Theorizing exploitation of vulnerability

Immediately we can see that this function has the same “one function determines if the rest gets executed” behavior. This time it is calling the CreateToolhelp32Snapshot function from the windows library kernel32.dll

This means if we hook CreateToolhelp32Snapshot and make it always return INVALID_HANDLE_VALUE, we can cause a chain reaction of failures leading to the hook never being enabled!

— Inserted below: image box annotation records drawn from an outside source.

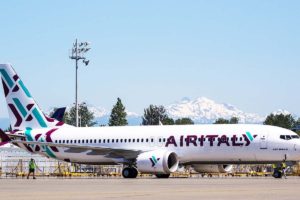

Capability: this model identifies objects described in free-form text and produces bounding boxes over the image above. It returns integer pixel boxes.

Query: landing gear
[122,167,138,178]
[155,174,170,178]
[273,169,282,178]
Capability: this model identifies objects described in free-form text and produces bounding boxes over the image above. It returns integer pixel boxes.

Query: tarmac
[0,177,300,200]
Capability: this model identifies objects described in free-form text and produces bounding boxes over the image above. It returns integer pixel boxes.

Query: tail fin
[0,129,10,146]
[0,64,63,130]
[51,107,66,122]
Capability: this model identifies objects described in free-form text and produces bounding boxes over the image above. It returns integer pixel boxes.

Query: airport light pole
[70,39,91,127]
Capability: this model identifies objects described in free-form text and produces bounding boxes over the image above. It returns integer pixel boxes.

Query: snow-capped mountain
[272,109,292,115]
[0,97,284,128]
[166,97,265,123]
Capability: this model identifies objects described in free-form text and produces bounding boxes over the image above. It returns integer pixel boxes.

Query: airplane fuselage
[15,124,300,164]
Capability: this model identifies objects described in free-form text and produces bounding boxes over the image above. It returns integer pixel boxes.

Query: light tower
[70,39,91,127]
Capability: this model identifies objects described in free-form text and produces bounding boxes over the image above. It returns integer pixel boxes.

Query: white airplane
[0,64,300,178]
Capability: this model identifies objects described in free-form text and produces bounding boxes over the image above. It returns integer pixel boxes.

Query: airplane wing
[10,140,143,160]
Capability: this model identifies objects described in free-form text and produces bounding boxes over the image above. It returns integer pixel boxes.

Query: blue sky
[0,0,300,117]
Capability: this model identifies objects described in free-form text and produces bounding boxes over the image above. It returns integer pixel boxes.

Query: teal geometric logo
[149,156,160,167]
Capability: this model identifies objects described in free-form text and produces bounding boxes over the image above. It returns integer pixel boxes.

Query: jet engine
[192,164,233,173]
[136,150,179,174]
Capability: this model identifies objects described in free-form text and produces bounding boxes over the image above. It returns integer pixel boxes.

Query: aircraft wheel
[122,167,138,178]
[273,170,282,178]
[155,174,170,178]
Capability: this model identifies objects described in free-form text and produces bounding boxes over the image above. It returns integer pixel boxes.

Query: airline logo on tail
[0,64,63,129]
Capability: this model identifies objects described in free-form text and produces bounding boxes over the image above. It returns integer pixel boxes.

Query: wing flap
[11,140,142,159]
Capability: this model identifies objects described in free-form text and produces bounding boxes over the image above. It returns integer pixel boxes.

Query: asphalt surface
[0,177,300,200]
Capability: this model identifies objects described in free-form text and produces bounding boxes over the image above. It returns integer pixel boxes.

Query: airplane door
[260,135,268,149]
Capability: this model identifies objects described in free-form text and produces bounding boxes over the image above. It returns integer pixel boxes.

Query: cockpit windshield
[280,135,300,140]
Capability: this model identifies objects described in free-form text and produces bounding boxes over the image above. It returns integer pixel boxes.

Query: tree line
[50,98,300,134]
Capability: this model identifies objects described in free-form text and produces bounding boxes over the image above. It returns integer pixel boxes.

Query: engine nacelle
[136,150,179,174]
[192,164,233,173]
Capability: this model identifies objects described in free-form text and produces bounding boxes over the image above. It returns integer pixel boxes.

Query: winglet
[0,129,10,146]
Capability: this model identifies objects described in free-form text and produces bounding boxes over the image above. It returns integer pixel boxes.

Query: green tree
[264,113,296,129]
[108,98,128,126]
[64,102,96,127]
[175,117,194,125]
[214,117,239,124]
[142,105,174,125]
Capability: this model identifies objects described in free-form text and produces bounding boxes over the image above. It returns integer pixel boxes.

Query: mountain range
[0,97,290,128]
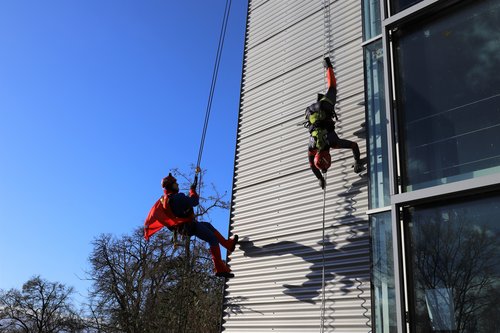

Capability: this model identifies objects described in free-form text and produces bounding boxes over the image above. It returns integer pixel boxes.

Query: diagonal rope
[196,0,232,167]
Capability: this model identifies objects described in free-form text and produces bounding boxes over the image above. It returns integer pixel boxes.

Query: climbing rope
[320,0,332,333]
[322,0,332,58]
[196,0,232,172]
[320,172,327,333]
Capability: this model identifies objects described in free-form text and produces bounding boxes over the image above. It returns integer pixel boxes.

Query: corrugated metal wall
[223,0,371,333]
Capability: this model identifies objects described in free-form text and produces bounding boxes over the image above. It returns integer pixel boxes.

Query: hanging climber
[304,57,364,189]
[144,173,238,278]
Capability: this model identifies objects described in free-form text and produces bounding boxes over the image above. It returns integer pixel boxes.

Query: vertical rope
[322,0,332,57]
[320,0,332,333]
[320,172,327,333]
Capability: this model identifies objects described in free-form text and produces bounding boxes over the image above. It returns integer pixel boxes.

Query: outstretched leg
[193,222,234,278]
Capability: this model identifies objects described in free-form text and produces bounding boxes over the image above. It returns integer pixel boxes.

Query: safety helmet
[314,150,332,172]
[161,173,177,188]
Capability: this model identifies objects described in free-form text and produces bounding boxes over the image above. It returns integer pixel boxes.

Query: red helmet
[161,173,177,188]
[314,150,332,172]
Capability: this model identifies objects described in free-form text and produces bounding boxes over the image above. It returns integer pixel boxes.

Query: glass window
[370,212,397,333]
[363,0,382,40]
[394,0,500,191]
[365,40,391,208]
[405,195,500,333]
[391,0,422,14]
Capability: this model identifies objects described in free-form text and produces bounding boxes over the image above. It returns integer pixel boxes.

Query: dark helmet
[314,150,332,172]
[161,173,177,188]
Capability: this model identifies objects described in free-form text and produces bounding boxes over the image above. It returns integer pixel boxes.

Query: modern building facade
[222,0,500,333]
[363,0,500,333]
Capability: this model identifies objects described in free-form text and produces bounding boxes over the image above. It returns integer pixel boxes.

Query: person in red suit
[144,173,238,278]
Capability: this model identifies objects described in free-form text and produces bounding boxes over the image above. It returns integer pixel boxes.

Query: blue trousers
[181,221,219,246]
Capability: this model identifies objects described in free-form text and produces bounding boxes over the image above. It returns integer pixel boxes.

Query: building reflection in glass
[404,196,500,333]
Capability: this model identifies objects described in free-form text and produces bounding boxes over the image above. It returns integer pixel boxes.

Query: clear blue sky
[0,0,247,306]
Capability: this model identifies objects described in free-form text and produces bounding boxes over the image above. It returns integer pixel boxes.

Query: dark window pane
[363,0,382,40]
[395,0,500,191]
[405,195,500,333]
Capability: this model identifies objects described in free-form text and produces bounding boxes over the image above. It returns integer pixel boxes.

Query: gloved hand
[323,57,333,68]
[319,177,326,190]
[190,175,198,191]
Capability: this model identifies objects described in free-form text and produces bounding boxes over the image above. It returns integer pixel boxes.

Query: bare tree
[89,169,228,333]
[0,276,83,333]
[89,229,222,332]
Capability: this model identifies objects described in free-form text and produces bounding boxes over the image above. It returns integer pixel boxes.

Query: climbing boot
[319,177,326,190]
[210,245,234,279]
[214,230,238,253]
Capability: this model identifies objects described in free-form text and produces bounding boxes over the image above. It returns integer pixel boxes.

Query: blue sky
[0,0,247,306]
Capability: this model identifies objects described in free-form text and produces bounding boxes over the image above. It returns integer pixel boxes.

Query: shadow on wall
[236,172,366,304]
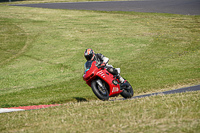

Execution of vulnerability

We can use a simple hooking library like LightHook to place a hook on the CreateToolhelp32Snapshot function. We can then make it always return INVALID_HANDLE_VALUE. We utilize the library in a dll that we inject into the target process. Here is what something like that would look like

Payload (DLL) 


#include "LightHook.h"
#include <iostream>

HANDLE CreateToolhelp32SnapshotHook(
    DWORD dwFlags,
    DWORD th32ProcessID
)
{
	std::cout << "CreateToolhelp32SnapshotHook" << std::endl;
    return INVALID_HANDLE_VALUE;
}

void main()
{
	HookInformation hookInfo = CreateHook((void*)GetProcAddress(GetModuleHandleA("kernel32.dll"), "CreateToolhelp32Snapshot"), (void*)&CreateToolhelp32SnapshotHook);

    int status = EnableHook(&hookInfo);
	std::cout << "Hook Status: " << status << std::endl;
}

BOOL APIENTRY DllMain(HMODULE hModule,
    DWORD  ul_reason_for_call,
    LPVOID lpReserved
)
{
    switch (ul_reason_for_call)
    {
    case DLL_PROCESS_ATTACH:
        CreateThread(nullptr, NULL, (LPTHREAD_START_ROUTINE)main, hModule, NULL, nullptr);
    case DLL_THREAD_ATTACH:
    case DLL_THREAD_DETACH:
    case DLL_PROCESS_DETACH:
        break;
    }
    return TRUE;
}

Reciever of payload (test program) 


#include <iostream>
#include "minhook/minhook.h"

void functiontohook()
{
	std::cout << "Not Hooked!" << std::endl;
}

void hook()
{
	std::cout << "Hooked ):" << std::endl;
}

int main()
{
	getchar();
	if (MH_Initialize() != MH_OK)
	{
		std::cout << "Failed to initialize MinHook!" << std::endl;
		return 1;
	}
	if (MH_CreateHook(&functiontohook, &hook, NULL) != MH_OK)
	{
		std::cout << "Failed to create hook!" << std::endl;
		return 1;
	}
	std::cout << "Enable Hook Status: " << MH_StatusToString(MH_EnableHook(MH_ALL_HOOKS)) << std::endl;
	functiontohook();
	system("pause");
}

Injecting this DLL into a process that calls the MH_EnableHook function leads to this return value and failure to place the hook.

Hooking LoadLibrary to dump VAC modules

Downsides

If the developer is smart enough (not very smart) they can just verify the MH_EnableHook function returns MH_OK and if it doesn’t they can just exit the program. CreateToolhelp32Snapshot is also a frequently used function leading to breaking functionality in other parts of the program.